In recent years, the intensity of a hurricane has been measured on the Saffir-Simpson scale of strength, the commonly mentioned Richter scale-like reading developed in 1969 that places hurricanes into five categories based on wind speed and the expected storm surge. A shortcoming of that scale is that just a one mile-per-hour change in wind speed can drop a hurricane from Category 3 (winds of 111 to 130 miles per hour) to Category 2 (winds of 96 to 110 miles per hour), implying less potential damage. Hurricane Charley, which crossed over central Florida in 2004, and Katrina, which slammed into New Orleans and the Gulf Coast in 2005, both had wind velocities of 145 miles per hour at one point and were classified as Category 4 storms as they neared land. But they were dramatically different in overall size and the level of damage they caused. These differences were not recognized by the Saffir-Simpson scale because it does not measure the radius of the storm from the eye as it nears land. The average radius for hurricanes is about 60 miles; Charley had a radius of only 30 miles, while Katrina's was 120 miles.
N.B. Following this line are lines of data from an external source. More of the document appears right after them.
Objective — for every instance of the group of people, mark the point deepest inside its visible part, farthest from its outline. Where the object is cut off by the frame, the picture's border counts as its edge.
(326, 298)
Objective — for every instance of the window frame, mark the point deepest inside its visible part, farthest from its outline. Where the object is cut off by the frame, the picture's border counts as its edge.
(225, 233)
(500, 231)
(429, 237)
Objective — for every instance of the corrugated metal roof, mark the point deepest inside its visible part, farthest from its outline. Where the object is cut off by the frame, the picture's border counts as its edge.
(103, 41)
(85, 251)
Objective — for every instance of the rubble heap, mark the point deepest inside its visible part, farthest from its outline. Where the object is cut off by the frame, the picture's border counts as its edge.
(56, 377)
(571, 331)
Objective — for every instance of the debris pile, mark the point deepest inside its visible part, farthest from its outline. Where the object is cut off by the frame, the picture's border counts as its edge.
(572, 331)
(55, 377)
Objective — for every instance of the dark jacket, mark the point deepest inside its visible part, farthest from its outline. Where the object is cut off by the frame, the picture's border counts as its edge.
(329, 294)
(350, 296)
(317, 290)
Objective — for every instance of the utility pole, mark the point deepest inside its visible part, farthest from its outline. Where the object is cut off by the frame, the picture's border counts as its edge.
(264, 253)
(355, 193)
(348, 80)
In contrast, the CHI, which does take storm radius into account, was 10.4 for Charley, compared with a CHI of 19.0 for Katrina (after a peak of 27.0 – see graph). Both Rita and Wilma had higher wind speeds than Katrina in 2005, but the combined strength and size of Katrina gave it the highest potential to cause the most damage overall, as reflected by the CHI and what actually occurred. That is important information for insurance companies and other affected businesses to know.

Risk-transferring mechanism
The 2005 hurricane season caused an estimated $79 billion in damage and strained insurance companies' capacity to provide insurance to customers. With CME's hurricane futures and options, these businesses can transfer their risk to the capital markets, as other businesses do.

CME, which has been trading weather-based products since 1999, started listing three CHI contracts – CME Hurricane Event futures and options; CME Hurricane Seasonal futures and options; and CME Hurricane Seasonal Maximum futures and options – for five geographic regions along the East and Gulf Coasts, stretching from Eastport, Maine, to Brownsville, Texas, on March 12. Customers are more inclined to take an initial position on an entire hurricane season and then take additional positions on a hurricane itself – based on developing hurricane patterns. The CME Hurricane Event contract does not become active until the NHC begins to issue hurricane advisories and posts the information on its Web site so it is transparent to all participants.

The front contract expires when the hurricane makes landfall, with contract settlement based on CHI values provided by Carvill. Each CHI point is worth $1,000, with a minimum tick size of 0.1 point, or $100. The initial margin is $675 for speculators and $500 for hedge funds and members.

Calm before the storm?
There could have been plenty of trading activity during the hurricane seasons of 2004 (Charley, Frances, Ivan, Jeanne) and 2005 (Dennis, Katrina, Rita, Wilma). In 2006, however, only Hurricane Alberta might have spawned a little trading before fading away. With no hurricanes reaching the U.S. coast, the CHI contracts would have expired and become worthless despite forecasts that 2006 would be another active hurricane season.

“Hurricane forecasts have not been very good historically – no better than looking at the last year,” Smith says, noting there have been at least three forecasts for an active hurricane season in 2007.

Smith expects most of the initial trading in hurricane futures will be related to specific storms as traders add to or top off their coverage against losses from hurricane damage. Eventually, he expects firms will look for coverage for the whole hurricane season with a contract that aggregates CHI points and settles around the first of December.

The benefit of hurricane futures and options extends well beyond the insurance world, he adds, noting that any business or industry that has direct exposure to financial loss from hurricane damage will find them useful. That includes the energy industry, utilities, local governments, insurance and reinsurance companies and even hedge funds. In addition, those concerns with secondary exposure, such as a utility in the Midwest facing higher natural gas costs, will find CME hurricane futures and options an attractive way to hedge against rising costs. All you have to do is look at the effect Katrina had – and continues to have – on energy prices and the U.S. economy.

“You could make the argument that the U.S. economy has more exposure to hurricane risk than it does to any other weather risk,” Smith contends, noting that trading in CME weather products was valued at $22 billion last year. “I forecast that hurricane futures could be bigger than all the other weather markets.”